Closed MichaelWedel closed 3 years ago

MichaelWedel commented 6 years ago

In the most recent episode of the Python bytes podcast they talked about pex, which I found pretty interesting. Essentially it's another way to distribute Python packages as a single file. It is especially suited for packages like Lewis, which provide an "executable". Usage is really simple:

(some-virtualenv)$ pip install pex requests
(some-virtualenv)$ pex -v -c lewis -o lewis.pex lewis

This will download Lewis and all its dependencies from PyPI and put them into one executable file. Building took a few seconds on my machine, due to the fact that pyzmq had to be compiled. I'm not sure if this would work with EPICS, but it might. The resulting lewis.pex file is less than 4 MB in size, which is even smaller than the docker images. The file can be used like the usual lewis executable:

(some-virtualenv)$ deactivate
$ ./lewis.pex -k lewis.examples simple_device -p "stream: {bind_address: localhost}"

A Python interepreter is still required, and if I understood correctly, the file is system dependent (e.g. a pex-file built on Linux won't work on other systems). From my (few and limited) experiments it seems that at least the preparing the file like this won't import modules from "outside", so I assume any extra device modules would have to be part of that bundle.

Anyway, I just wanted to share, because as I mentioned above, I found this interesting. It seems to me like a middle ground between using docker and installing Lewis as a Python package in the system path. If it turns out to be working with "external device modules", this could be a nice way to deploy specific devices.

Do you think it would be worth mentioning this in the docs? In that case I'd certainly volunteer :)

MikeHart85 commented 6 years ago

Looks interesting, I'll have to try it out!

A section in the documentation mentioning this as an option wouldn't hurt.

But I don't think it should be front and center, we already start the documentation with many sections on different ways to start Lewis. This is probably not so good for a new user trying to figure out how to run Lewis and just see it doing something.

In general, I think we should revise the "beginning" of the documentation to be more friendly to new users. Probably just present one way of running (I'm leaning towards PIP), ignore complicated optional requirements (like EPICS), and just provide specific examples of use cases with command line samples so they only need to copy-paste to run. Things like "run up an example motor like this", "then connect to it with Telnet like this", "here are some commands it understands, see how it responds", "now also connect to it using lewis-control", "here are some things you can do there (see how it also changes in telnet)", "lets try the same using the Python API", ...

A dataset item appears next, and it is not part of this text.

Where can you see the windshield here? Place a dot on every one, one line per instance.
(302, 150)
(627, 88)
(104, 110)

These sections should be short and don't need to show everything possible... just a sample of what could be done so the new user can get a picture of what Lewis does, and get comfortable with using it. Additional details on each of the features highlighted, as well as things like alternative ways of running Lewis, how to get it to work with EPICS, etc... should probably be separate sections that come later I think.

Anyway, this is starting to sound like a separate issue!

MichaelWedel commented 6 years ago

It all goes back to #263 I suppose, there really seems to be the need for a "Quickstart" section.